La « Situation 3 », parce qu’elle traite d’une période s’étendant jusque dans nos récentes années 2010, propose de fait un état des lieux de la littérature réactionnaire contemporaine qui ne saurait être que provisoire. Elle est abordée à partir du constat d’une « rupture générationnelle » (p. 268) : il n’existerait quasiment plus, passé le début des années 1960, de continuité dans la postérité de la littérature réactionnaire, et ce pour la première fois depuis Maurice Barrès. Cette affirmation placée à l’entrée de la troisième partie de l’ouvrage rend problématique a posteriori la présence dans cette partie d’un chapitre entier consacré à l’écrivain franco-roumain Emil Cioran, dont l’œuvre en français traverse un demi-siècle d’histoire littéraire de la France, des années 1940 aux années 1990. Il est vrai que dans la nébuleuse réactionnaire, Cioran n’a pas plus de père qu’il n’a d’héritier. Hormis cette figure, si quelques plumes réactionnaires émergent dans cette dernière période, et paradoxalement souvent en provenance de la gauche, c’est au mieux à partir de 1990, et c’est cette fois relayées par la puissance médiatique. Ce dernier avatar de la droite littéraire, porté par un contexte jusqu’ici inédit – les relais de figures médiatiques telles Alain Finkielkraut, Pascal Bruckner, Éric Zemmour, Elisabeth Lévy, Frédéric Beigbeder… –, alourdit sa charge idéologique, quitte à perdre ce « style » qui faisait auparavant sa fierté voire sa raison d’être, telle est la thèse de Vincent Berthelier concernant cette période. Les trois derniers chapitres de cet ouvrage sont consacrés respectivement à Renaud Camus – l’auteur du Grand remplacement venu de la gauche avant-gardiste des années 1970 –, Richard Millet – défini par le titre de chapitre « Tradition et francité », et Michel Houellebecq – autour de l’inévitable question du style d’un auteur dont on a régulièrement décrété justement l’absence de style : c’est au moins parce qu’il a une « ambition positiviste » (p. 365) que celui de Houellebecq est qualifié dans cet ouvrage de « style positif ».

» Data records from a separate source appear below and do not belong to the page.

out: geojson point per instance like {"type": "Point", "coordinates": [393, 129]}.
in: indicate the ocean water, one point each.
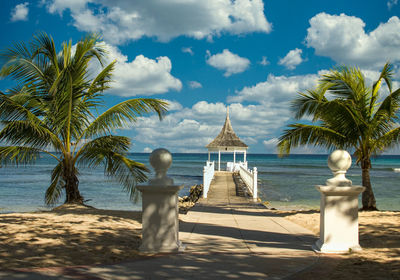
{"type": "Point", "coordinates": [285, 183]}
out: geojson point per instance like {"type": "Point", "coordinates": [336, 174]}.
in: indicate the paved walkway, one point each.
{"type": "Point", "coordinates": [226, 237]}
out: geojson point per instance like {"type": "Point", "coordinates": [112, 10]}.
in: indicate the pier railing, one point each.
{"type": "Point", "coordinates": [208, 175]}
{"type": "Point", "coordinates": [249, 177]}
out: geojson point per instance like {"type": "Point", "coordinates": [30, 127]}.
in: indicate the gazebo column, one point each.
{"type": "Point", "coordinates": [219, 160]}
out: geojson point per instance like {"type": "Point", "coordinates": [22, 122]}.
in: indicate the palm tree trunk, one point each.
{"type": "Point", "coordinates": [72, 191]}
{"type": "Point", "coordinates": [71, 183]}
{"type": "Point", "coordinates": [368, 197]}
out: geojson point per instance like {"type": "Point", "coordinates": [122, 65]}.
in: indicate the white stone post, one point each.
{"type": "Point", "coordinates": [255, 190]}
{"type": "Point", "coordinates": [339, 208]}
{"type": "Point", "coordinates": [160, 221]}
{"type": "Point", "coordinates": [219, 160]}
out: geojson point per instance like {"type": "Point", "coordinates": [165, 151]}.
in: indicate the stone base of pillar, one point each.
{"type": "Point", "coordinates": [338, 219]}
{"type": "Point", "coordinates": [160, 219]}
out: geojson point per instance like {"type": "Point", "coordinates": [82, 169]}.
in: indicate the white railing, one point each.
{"type": "Point", "coordinates": [208, 175]}
{"type": "Point", "coordinates": [249, 177]}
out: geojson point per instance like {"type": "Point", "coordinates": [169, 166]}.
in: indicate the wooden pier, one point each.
{"type": "Point", "coordinates": [227, 188]}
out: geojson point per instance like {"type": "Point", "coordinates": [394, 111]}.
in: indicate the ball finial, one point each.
{"type": "Point", "coordinates": [161, 159]}
{"type": "Point", "coordinates": [339, 162]}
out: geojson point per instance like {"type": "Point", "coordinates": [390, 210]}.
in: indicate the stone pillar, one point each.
{"type": "Point", "coordinates": [339, 208]}
{"type": "Point", "coordinates": [160, 215]}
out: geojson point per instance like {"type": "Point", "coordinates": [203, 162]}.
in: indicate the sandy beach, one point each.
{"type": "Point", "coordinates": [82, 236]}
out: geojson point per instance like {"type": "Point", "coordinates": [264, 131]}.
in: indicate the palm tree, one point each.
{"type": "Point", "coordinates": [347, 114]}
{"type": "Point", "coordinates": [53, 110]}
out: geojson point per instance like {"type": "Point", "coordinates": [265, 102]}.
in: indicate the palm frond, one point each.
{"type": "Point", "coordinates": [308, 104]}
{"type": "Point", "coordinates": [15, 155]}
{"type": "Point", "coordinates": [110, 151]}
{"type": "Point", "coordinates": [301, 134]}
{"type": "Point", "coordinates": [119, 115]}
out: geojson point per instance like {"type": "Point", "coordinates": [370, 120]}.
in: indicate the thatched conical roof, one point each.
{"type": "Point", "coordinates": [227, 138]}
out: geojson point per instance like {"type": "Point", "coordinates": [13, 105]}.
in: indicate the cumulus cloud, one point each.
{"type": "Point", "coordinates": [147, 150]}
{"type": "Point", "coordinates": [391, 3]}
{"type": "Point", "coordinates": [276, 90]}
{"type": "Point", "coordinates": [194, 85]}
{"type": "Point", "coordinates": [201, 123]}
{"type": "Point", "coordinates": [229, 62]}
{"type": "Point", "coordinates": [188, 50]}
{"type": "Point", "coordinates": [141, 76]}
{"type": "Point", "coordinates": [264, 61]}
{"type": "Point", "coordinates": [292, 59]}
{"type": "Point", "coordinates": [123, 20]}
{"type": "Point", "coordinates": [20, 12]}
{"type": "Point", "coordinates": [343, 38]}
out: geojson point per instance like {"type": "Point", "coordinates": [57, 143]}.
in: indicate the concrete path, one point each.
{"type": "Point", "coordinates": [226, 237]}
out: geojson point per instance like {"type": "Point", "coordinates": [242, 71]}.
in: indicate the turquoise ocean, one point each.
{"type": "Point", "coordinates": [286, 183]}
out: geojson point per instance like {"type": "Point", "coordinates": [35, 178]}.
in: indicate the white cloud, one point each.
{"type": "Point", "coordinates": [173, 105]}
{"type": "Point", "coordinates": [343, 38]}
{"type": "Point", "coordinates": [201, 123]}
{"type": "Point", "coordinates": [229, 62]}
{"type": "Point", "coordinates": [20, 12]}
{"type": "Point", "coordinates": [188, 50]}
{"type": "Point", "coordinates": [391, 3]}
{"type": "Point", "coordinates": [141, 76]}
{"type": "Point", "coordinates": [292, 59]}
{"type": "Point", "coordinates": [264, 61]}
{"type": "Point", "coordinates": [276, 90]}
{"type": "Point", "coordinates": [194, 84]}
{"type": "Point", "coordinates": [123, 20]}
{"type": "Point", "coordinates": [147, 150]}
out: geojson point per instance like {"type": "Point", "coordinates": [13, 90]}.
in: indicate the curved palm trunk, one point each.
{"type": "Point", "coordinates": [368, 197]}
{"type": "Point", "coordinates": [71, 183]}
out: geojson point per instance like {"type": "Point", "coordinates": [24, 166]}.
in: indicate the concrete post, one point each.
{"type": "Point", "coordinates": [339, 209]}
{"type": "Point", "coordinates": [219, 160]}
{"type": "Point", "coordinates": [255, 190]}
{"type": "Point", "coordinates": [160, 221]}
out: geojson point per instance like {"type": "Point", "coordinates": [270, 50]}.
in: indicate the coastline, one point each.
{"type": "Point", "coordinates": [70, 236]}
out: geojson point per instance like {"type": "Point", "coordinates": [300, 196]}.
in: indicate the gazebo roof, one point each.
{"type": "Point", "coordinates": [227, 137]}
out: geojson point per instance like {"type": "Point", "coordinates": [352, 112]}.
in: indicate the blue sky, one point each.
{"type": "Point", "coordinates": [202, 56]}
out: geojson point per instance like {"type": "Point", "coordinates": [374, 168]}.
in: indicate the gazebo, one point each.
{"type": "Point", "coordinates": [227, 141]}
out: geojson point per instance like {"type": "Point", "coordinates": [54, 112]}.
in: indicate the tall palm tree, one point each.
{"type": "Point", "coordinates": [53, 110]}
{"type": "Point", "coordinates": [347, 114]}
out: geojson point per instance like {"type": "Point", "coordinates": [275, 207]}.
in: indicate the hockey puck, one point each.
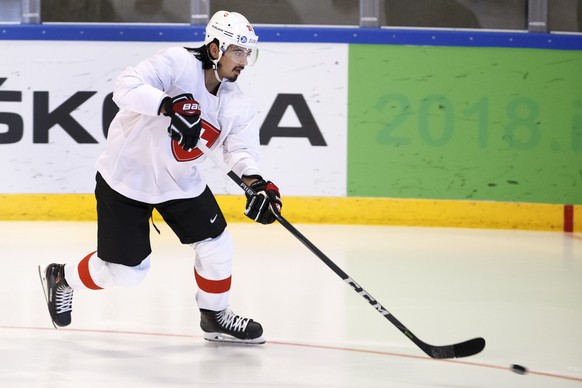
{"type": "Point", "coordinates": [520, 370]}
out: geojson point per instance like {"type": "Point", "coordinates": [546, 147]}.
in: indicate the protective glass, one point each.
{"type": "Point", "coordinates": [241, 55]}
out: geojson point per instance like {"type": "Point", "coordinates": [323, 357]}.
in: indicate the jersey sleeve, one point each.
{"type": "Point", "coordinates": [241, 147]}
{"type": "Point", "coordinates": [141, 88]}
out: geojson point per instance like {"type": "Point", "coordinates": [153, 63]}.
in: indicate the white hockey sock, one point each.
{"type": "Point", "coordinates": [213, 271]}
{"type": "Point", "coordinates": [93, 273]}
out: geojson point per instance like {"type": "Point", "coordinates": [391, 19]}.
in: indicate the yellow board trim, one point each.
{"type": "Point", "coordinates": [329, 210]}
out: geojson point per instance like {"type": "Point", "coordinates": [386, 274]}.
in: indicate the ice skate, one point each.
{"type": "Point", "coordinates": [226, 326]}
{"type": "Point", "coordinates": [58, 294]}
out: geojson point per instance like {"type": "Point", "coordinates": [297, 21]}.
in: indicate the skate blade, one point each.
{"type": "Point", "coordinates": [42, 276]}
{"type": "Point", "coordinates": [225, 338]}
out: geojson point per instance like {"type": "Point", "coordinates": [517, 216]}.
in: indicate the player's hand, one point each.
{"type": "Point", "coordinates": [186, 124]}
{"type": "Point", "coordinates": [260, 207]}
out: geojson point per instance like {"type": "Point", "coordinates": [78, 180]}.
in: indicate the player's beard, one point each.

Cette histoire littéraire est une histoire sans femmes : le constat en était déjà dressé à la fin de l’introduction de ce livre, qui rappelait « la misogynie du milieu réactionnaire, dans un monde littéraire où celle-ci est déjà considérable » (p. 20). C’est au bout de cette longue et nécessaire chronologie – masculine, donc –, véritable histoire d’un vingtième siècle littéraire peu étudié – sinon pas du tout – dans sa cohérence idéologique et discursive que la conclusion de l’ouvrage, passé l’inévitable bilan de ce parcours et de sa division en trois « moments », aborde la théorisation d’une écriture qui ne peut véritablement être décrite comme un sous-genre littéraire qu’à ce prix. Le sème qui semble s’imposer à toutes les pratiques d’écrivain abordées ici est celui de la distinction : « convictions antidémocratiques », « hostilité aux masses », sur quoi vient s’enter la « distinction stylistique » (p. 371). C’est à partir de cette notion de distinction que se prolonge la réflexion sur le style réactionnaire, son articulation à l’idéologie et à un passé regretté ou fantasmé, jusqu’à produire la thèse finale de l’ouvrage : « le style réactionnaire ne veut pas tant revenir en arrière, que monter au-dessus » (p. 384). C’est cette indispensable conclusion, alimentée par une analyse stylistique discontinue des auteurs étudiés dans ce livre, qui lui donne, outre sa contribution non négligeable à une histoire de la langue littéraire française, la dimension d’un essai.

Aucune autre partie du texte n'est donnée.